Con todo eso, los anuncios de los Profetas de Dios, al paso que frecuentes, eran clarísimos, y por eso innegables; los anuncios, digo, tristes y amargos, de rigor, de severidad, de ira, de indignación, de furor, de olvido, de abandono; y todo esto general a todo el pueblo de Dios, a todo el pueblo santo. ¿Qué se hace, pues, con estos anuncios? Creerlos y confesarlos, así como se hallan en los Profetas, no se puede. ¿Por qué no se puede? Porque no son a favor del pueblo santo, porque son contrarios al pueblo de Dios, porque son en perjuicio y deshonor del pueblo santo, porque Dios no puede arrojar de sí a su único pueblo, que tiene sobre la tierra, o a su esposa verdadera y única, pues no puede quedar sin pueblo, sin esposa, sin iglesia, etc. 

En medio de estas falsas ideas, no quedaba otro partido que tomar, sino el que se tomó, en realidad propísimo y eficacísimo, para que las profecías se verificasen a la letra sin faltarles un ápice. ¿Qué partido fue éste? No fue otro que embrollar las unas y endulzar las otras; interpretándolas todas del modo posible, siempre a favor; dar por cumplidas las unas en tiempo de Nabucodonosor, las otras en tiempo de Antíoco y las que no se pudiesen en estos tiempos (como es evidente que no se pueden casi todas) contraerlas solamente a algunos culpados más insignes de la nación; mas no a toda la nación en general, porque esto hubiera sido una temeridad, una impiedad, un error, una herejía. En una palabra, no hubo jamás rabino alguno o escriba o legisperito que viese, ni aun siquiera sospechase que podían verificarse a la letra todas aquellas profecías, tan expresamente contrarias al pueblo santo, después de haber reprobado y crucificado a su Mesías; y en consecuencia de éste y de otros gravísimos delitos, había de ser abandonado de su Dios, privado enteramente del honor de pueblo suyo, de esposa suya, de iglesia suya, etc., arrojado de la herencia de sus padres y esparcido hacia todos los vientos para ser el desprecio, el oprobio y la fábula de todas las gentes. 

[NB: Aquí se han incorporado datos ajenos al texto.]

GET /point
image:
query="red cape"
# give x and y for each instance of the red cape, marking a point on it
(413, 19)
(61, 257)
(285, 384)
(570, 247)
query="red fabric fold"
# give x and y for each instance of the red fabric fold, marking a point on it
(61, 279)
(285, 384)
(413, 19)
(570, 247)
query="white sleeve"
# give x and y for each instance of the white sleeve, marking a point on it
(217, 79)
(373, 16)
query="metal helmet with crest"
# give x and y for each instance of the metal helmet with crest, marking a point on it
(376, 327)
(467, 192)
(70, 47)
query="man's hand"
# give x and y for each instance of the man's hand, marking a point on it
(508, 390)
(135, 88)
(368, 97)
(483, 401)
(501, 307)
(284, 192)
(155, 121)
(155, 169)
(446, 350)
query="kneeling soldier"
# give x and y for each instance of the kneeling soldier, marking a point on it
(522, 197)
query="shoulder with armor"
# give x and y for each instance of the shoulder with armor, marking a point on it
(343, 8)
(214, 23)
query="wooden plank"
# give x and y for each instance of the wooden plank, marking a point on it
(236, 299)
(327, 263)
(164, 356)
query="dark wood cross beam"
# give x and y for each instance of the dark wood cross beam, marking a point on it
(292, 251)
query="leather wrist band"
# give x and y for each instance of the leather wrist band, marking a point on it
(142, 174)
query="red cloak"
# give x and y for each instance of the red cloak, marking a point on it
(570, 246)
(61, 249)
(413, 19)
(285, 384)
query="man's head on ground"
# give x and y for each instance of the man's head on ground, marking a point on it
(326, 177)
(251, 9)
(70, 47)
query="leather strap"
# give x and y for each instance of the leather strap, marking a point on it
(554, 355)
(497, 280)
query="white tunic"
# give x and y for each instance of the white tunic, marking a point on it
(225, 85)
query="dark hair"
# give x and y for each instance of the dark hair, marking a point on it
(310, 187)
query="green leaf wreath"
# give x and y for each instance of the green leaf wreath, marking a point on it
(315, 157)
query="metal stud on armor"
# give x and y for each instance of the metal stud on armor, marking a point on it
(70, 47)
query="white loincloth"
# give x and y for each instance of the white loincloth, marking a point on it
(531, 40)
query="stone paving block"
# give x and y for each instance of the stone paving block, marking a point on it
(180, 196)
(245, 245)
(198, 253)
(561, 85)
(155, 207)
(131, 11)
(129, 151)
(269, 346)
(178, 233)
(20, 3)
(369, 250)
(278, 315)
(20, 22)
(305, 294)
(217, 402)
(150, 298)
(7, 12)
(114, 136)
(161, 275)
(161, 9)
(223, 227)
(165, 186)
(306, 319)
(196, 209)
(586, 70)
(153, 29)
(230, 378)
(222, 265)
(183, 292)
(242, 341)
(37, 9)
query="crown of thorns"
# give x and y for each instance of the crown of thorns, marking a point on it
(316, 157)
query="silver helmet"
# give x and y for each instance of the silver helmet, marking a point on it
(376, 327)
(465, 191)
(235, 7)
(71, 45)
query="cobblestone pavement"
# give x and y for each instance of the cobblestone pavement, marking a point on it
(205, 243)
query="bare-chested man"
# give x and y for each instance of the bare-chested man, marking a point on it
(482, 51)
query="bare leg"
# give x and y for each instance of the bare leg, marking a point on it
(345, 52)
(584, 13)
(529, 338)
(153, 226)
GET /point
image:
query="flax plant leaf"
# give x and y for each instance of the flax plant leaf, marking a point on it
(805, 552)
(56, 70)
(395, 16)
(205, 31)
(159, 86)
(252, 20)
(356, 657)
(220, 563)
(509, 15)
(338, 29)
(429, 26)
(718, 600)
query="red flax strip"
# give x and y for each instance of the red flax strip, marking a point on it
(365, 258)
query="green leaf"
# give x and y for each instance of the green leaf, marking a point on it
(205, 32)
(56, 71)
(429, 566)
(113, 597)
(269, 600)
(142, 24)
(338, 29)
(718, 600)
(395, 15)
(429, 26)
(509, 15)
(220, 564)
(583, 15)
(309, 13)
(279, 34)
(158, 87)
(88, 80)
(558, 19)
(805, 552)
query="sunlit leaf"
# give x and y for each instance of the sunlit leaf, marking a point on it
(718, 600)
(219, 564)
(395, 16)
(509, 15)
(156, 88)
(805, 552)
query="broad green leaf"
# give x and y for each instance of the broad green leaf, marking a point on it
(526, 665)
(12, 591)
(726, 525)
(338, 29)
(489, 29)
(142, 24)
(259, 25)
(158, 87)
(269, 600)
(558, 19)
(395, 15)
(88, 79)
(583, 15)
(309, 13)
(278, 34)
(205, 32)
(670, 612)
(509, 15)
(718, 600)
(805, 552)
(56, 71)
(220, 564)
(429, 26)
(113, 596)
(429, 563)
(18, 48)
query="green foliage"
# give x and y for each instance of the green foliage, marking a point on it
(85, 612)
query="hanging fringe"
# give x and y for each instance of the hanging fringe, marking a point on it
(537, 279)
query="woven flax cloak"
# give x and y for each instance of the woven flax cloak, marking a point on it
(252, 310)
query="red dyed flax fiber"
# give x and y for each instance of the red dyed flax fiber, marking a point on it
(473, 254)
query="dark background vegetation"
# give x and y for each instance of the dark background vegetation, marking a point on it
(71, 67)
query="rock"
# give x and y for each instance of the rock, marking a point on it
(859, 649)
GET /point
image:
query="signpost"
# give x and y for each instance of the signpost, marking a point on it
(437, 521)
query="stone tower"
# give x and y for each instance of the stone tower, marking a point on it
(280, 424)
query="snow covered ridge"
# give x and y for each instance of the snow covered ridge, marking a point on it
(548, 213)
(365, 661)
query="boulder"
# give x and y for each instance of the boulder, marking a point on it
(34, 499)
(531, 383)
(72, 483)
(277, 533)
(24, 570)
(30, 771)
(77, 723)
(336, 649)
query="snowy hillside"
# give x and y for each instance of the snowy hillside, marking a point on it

Mucho menos les pasó por el pensamiento, que de estas gentes que tanto despreciaban se había de sacar otro pueblo de Dios, otra esposa, otra iglesia, sin comparación mayor, no sólo en número, sino en justicia, en santidad, en dignidad, en fidelidad, infinitamente más agradable a Dios y más digna del mismo Dios. Tan lejos estaban de estos pensamientos y tan ajenos de estas ideas, que aun los primeros cristianos, que tenían las primicias del espíritu se escandalizaron y reprendieron a San Pedro porque había entrado en casa del centurión Cornelio y bautizado a toda su familia. ¿Por qué entraste a gentes que no son circuncidadas, y consiste con ellas?  ¡Oh cuánto daño puede hacer el amor propio y el espíritu nacional! 

(…) 

Parece innegable, y cualquiera puede certificarse de ello por medio de sus propios ojos, que muchos doctores cristianos han seguido a proporción el mismo camino, han correspondido a los judíos en la misma especie y les han pagado puntualmente con la misma moneda. Toda la divina Escritura la interpretan a favor de su pueblo. Todas las profecías, menos las que hablan de rigor, de reprensiones, de amenazas, de castigos, etc., las suponen verificadas en este mismo pueblo suyo, que en algún tiempo era no pueblo... de Dios. Nada quieren dejar, o casi nada, para los judíos, sino lo que en ellas se halla duro, áspero y amargo. Si la profecía anuncia rigores, si anuncia tribulaciones, si anuncia plagas, se entiende al punto literalmente de los judíos; no hay en este caso por qué disputarles lo que es suyo; mas si anuncia favores y misericordias, máximamente si éstas son grandes y extraordinarias, entonces ya no puede entenderse literalmente de los judíos, sino alegóricamente de los cristianos. Y si como sucede frecuentísimamente una misma profecía, hablando nominadamente de los judíos y con los judíos, anuncia lo uno y lo otro, primero castigos, severidad y rigor, después misericordia y beneficios; en este caso se deberá partir la profecía en dos partes iguales, como se parte una herencia entre dos buenos hermanos, dando la primera parte a los judíos y la segunda a los cristianos y todo esto con tanta sinceridad y con tantas muestras de rectitud y justicia, como les parece observan, cuando dan la parte favorable a los cristianos, en conformidad, que algunos doctores católicos muy célebres, para mejor inteligencia de la sagrada Escritura, establecen sobre esto canon o regla general, que los más siguen en la práctica, cuya sustancia es ésta. 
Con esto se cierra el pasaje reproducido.